Example: "Find me a bug in the codebase" → Agent will find a bug, even if it has to create one.

This is the sycophancy problem. Agents want to succeed at their task, so they'll find what you're looking for even when it doesn't exist.

The Adversarial Solution

Use complementary agents with opposing incentives:

1. Bug-finder agent: Offer +points for bugs found (gets superset of possible bugs)

2. Adversarial agent: Offer +points for disproving bugs (gets subset of actual bugs)

3. Referee agent: Score both, inspect results for verification

Each agent exploits its desire to please in complementary ways.

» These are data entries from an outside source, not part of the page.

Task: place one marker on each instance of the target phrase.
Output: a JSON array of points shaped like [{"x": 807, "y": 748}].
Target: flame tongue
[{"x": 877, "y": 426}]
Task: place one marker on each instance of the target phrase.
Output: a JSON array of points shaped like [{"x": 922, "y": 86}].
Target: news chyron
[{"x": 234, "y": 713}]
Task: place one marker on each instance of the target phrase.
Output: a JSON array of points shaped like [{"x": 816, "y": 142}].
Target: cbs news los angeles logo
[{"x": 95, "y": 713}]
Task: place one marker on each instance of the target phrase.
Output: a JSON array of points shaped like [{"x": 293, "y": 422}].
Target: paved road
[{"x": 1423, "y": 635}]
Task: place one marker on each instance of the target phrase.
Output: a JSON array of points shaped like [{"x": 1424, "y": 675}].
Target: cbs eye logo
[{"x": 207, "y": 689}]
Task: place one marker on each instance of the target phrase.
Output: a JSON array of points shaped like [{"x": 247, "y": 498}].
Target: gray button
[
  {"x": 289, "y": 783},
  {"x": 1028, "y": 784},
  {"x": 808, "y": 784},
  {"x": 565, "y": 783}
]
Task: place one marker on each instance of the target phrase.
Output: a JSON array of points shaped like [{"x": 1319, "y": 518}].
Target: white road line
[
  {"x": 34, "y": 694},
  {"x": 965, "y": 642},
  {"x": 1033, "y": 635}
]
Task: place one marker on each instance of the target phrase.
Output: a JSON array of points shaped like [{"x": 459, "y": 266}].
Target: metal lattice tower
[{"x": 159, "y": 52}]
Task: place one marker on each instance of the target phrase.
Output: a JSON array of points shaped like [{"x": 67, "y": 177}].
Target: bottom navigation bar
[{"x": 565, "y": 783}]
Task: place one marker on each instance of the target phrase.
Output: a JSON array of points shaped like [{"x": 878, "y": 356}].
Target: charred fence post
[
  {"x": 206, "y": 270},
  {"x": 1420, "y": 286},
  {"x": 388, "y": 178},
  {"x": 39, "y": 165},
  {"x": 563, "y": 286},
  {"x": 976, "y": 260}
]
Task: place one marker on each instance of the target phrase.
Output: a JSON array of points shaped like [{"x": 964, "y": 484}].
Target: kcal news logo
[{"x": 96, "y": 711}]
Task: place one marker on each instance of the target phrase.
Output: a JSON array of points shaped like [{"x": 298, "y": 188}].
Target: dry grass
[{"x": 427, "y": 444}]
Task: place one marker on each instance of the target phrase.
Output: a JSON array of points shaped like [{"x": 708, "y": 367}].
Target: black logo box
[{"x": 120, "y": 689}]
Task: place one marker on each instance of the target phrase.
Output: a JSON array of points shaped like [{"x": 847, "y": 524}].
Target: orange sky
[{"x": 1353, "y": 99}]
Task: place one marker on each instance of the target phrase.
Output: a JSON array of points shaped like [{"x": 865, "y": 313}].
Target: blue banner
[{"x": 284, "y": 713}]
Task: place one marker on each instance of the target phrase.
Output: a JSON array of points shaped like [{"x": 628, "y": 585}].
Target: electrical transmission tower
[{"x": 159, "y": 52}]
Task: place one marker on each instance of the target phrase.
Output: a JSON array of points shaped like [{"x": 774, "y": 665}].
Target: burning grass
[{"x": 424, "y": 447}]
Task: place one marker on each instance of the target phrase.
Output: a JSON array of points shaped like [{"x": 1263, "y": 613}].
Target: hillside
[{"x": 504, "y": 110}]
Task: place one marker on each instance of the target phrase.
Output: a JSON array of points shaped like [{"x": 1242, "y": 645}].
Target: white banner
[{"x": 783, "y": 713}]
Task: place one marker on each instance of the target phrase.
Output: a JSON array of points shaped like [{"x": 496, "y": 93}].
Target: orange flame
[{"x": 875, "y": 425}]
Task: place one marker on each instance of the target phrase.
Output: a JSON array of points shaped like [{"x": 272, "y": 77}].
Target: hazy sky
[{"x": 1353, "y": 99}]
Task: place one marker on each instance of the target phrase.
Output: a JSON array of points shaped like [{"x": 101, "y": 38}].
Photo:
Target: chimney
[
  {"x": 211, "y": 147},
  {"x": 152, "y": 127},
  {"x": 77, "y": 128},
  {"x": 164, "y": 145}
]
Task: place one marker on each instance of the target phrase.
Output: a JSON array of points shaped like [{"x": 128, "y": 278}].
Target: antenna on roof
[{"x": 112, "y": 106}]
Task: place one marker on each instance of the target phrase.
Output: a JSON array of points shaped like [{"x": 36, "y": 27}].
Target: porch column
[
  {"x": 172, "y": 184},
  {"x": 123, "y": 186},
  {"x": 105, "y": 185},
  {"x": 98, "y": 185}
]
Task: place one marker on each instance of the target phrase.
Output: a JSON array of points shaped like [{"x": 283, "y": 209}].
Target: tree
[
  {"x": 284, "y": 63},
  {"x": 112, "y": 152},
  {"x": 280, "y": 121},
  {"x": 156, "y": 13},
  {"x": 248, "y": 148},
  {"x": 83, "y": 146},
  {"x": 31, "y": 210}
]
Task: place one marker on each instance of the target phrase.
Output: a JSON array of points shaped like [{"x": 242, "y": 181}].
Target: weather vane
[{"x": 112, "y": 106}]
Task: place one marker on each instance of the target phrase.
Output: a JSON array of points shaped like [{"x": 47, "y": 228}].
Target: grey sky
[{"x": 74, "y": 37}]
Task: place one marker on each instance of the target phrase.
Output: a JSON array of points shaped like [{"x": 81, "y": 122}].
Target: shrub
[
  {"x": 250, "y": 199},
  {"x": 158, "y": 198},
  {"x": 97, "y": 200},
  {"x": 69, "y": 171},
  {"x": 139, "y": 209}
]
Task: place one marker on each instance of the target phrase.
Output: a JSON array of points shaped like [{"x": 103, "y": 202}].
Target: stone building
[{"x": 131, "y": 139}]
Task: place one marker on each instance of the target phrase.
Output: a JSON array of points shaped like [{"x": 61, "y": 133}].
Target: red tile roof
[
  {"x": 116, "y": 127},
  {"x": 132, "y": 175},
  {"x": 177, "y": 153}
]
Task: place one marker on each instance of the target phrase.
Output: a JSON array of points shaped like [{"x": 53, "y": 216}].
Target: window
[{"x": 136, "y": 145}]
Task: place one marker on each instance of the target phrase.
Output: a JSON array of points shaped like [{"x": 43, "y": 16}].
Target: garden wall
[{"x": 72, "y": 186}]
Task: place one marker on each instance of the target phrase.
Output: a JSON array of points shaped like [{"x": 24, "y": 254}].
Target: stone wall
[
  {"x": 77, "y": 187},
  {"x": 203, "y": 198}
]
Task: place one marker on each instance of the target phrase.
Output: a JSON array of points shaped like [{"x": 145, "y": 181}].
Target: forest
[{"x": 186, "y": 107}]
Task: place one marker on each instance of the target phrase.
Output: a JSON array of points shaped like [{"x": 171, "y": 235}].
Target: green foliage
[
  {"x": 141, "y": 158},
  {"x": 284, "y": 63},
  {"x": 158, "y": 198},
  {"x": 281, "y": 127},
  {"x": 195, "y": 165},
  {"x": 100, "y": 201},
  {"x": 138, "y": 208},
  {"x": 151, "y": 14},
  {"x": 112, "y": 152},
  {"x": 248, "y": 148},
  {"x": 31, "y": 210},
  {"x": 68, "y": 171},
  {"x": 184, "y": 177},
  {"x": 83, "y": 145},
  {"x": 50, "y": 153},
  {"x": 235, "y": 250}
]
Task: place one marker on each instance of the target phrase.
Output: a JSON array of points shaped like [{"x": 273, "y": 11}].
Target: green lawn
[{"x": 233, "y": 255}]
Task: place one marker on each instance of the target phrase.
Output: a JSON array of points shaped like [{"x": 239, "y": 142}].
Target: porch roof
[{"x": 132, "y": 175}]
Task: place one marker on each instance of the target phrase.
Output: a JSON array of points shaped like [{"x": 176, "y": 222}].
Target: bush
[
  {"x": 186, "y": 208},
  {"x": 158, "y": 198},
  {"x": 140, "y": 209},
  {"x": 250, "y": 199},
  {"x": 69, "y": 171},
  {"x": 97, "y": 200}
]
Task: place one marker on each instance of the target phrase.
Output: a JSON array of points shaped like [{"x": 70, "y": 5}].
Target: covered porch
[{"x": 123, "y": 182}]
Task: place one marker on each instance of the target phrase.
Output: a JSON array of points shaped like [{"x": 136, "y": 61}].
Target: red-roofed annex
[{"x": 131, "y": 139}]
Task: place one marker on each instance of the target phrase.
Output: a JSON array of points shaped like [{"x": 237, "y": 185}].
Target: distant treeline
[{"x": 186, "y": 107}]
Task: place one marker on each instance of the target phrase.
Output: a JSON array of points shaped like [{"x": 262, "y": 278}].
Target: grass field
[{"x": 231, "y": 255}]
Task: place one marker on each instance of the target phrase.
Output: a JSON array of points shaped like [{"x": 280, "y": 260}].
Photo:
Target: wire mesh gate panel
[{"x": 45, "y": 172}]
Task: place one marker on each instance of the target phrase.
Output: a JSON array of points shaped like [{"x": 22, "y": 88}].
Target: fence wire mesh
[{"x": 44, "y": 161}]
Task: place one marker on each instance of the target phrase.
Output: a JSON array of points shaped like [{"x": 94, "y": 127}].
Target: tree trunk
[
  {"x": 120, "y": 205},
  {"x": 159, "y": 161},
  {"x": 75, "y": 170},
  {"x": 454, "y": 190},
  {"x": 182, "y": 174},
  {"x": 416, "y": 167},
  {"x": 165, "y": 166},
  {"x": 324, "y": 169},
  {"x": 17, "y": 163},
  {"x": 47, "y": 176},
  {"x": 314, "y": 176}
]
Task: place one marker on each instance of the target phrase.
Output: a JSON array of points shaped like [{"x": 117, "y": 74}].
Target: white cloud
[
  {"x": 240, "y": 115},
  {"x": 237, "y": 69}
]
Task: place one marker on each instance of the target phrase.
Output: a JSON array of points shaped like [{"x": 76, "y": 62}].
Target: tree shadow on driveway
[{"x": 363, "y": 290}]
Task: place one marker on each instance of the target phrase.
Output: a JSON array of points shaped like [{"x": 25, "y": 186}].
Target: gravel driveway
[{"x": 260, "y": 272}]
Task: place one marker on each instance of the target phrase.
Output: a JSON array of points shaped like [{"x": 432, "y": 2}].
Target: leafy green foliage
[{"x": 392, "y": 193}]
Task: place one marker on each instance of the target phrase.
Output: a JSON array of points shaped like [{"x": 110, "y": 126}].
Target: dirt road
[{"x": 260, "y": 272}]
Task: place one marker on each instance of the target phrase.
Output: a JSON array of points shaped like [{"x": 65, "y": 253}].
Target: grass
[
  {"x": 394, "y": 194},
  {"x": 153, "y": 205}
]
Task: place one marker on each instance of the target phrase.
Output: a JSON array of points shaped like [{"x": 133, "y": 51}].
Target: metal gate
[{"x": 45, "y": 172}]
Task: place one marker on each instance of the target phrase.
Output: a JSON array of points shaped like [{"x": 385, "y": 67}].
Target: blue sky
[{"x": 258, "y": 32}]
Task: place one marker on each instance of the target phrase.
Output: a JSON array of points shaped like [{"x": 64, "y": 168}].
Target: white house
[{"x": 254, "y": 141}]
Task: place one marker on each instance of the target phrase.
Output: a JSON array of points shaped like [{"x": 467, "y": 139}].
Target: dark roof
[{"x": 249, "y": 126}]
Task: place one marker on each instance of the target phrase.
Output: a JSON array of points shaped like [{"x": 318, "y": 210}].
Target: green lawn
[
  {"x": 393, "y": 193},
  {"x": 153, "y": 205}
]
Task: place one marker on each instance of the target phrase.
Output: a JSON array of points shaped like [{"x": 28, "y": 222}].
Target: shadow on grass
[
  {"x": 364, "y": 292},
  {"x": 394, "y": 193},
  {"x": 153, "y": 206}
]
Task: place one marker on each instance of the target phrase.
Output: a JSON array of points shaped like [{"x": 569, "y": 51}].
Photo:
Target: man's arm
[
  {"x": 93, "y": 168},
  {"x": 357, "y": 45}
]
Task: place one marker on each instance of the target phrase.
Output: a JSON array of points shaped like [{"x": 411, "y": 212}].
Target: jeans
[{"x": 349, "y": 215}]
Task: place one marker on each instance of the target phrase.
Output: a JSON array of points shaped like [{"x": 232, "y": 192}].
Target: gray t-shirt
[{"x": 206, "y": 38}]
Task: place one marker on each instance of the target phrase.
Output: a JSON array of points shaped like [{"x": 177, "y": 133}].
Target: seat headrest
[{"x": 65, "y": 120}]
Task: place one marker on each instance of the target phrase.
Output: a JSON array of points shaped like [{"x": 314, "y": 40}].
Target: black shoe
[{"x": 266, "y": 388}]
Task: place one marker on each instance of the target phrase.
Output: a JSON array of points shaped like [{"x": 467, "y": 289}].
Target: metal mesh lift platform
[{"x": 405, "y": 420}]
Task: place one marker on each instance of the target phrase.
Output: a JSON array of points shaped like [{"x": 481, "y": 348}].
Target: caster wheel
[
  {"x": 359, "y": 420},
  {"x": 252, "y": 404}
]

The bug-finder is motivated to find as many issues as possible. It returns a superset of potential bugs — some real, some false positives.

The adversarial agent is motivated to disprove as many as possible. It attacks each bug, trying to prove it's not real.

The referee sees both perspectives and makes the final call.

Result: Only verified bugs make it through. False positives are eliminated.

Another technique: use neutral prompts that don't bias toward an outcome.

Instead of: "Find me a bug in the database"

Try: "Search through the database, follow the logic of each component, report all findings"

The second prompt doesn't assume bugs exist. It asks for a neutral investigation.

The Gauntlet skill implements this pattern:

1. Bug-finder runs first, returns potential issues

2. Adversarial agent attacks each finding

3. Referee reviews both sides and outputs verified list

No more "I think this might be an issue." Only confirmed problems.